Mahkemesi:Ticaret Mahkemesi

Yukarıda tarih ve numarası yazılı hükmün temyizen tetkiki taraf vekillerince istenmiş ve temyiz dilekçelerinin süresi içinde verildiği anlaşılmış olmakla dosyadaki kağıtlar okundu gereği konuşulup düşünüldü:
K A R A R –
Dava, eser sözleşmesinden kaynaklanan iş bedeli alacağının tahsili istemiyle başlatılan ilâmsız icra takibine davalı borçlu tarafından yapılan itirazın iptâli ile takibin devamı ve icra inkâr tazminatı istemine ilişkindir.

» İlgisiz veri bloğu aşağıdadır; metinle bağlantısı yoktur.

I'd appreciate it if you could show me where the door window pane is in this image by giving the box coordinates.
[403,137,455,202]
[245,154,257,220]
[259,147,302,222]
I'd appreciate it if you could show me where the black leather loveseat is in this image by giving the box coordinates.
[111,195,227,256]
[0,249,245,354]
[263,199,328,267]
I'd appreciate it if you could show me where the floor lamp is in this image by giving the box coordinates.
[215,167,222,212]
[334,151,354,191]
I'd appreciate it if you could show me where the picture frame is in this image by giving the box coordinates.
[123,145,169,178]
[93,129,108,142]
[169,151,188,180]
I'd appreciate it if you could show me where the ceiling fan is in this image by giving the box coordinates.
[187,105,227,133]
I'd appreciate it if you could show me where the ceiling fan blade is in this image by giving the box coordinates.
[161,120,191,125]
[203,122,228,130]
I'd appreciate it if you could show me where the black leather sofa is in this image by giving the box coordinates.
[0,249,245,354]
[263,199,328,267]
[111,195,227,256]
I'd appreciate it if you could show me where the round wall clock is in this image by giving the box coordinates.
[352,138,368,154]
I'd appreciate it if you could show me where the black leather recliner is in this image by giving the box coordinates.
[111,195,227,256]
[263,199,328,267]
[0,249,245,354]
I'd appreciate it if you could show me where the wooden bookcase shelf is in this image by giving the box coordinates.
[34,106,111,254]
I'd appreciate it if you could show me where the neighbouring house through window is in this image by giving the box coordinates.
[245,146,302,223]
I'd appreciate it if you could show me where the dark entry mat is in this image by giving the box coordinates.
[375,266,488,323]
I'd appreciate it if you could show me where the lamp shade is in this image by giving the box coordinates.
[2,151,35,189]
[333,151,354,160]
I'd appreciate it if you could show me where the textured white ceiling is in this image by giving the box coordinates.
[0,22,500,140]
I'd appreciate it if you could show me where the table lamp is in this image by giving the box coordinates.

Mahkemece davanın kısmen kabulüne dair verilen karar taraf vekilleri tarafından temyiz edilmiştir.
1-Dosyadaki yazılara, kararın dayandığı delillerle yasaya uygun gerektirici nedenlere ve özellikle delillerin takdirinde bir isabetsizlik bulunmamasına göre davacı vekilinin tüm, davalı vekilinin aşağıdaki bendin kapsamı dışında kalan sair temyiz itirazlarının reddi gerekmiştir.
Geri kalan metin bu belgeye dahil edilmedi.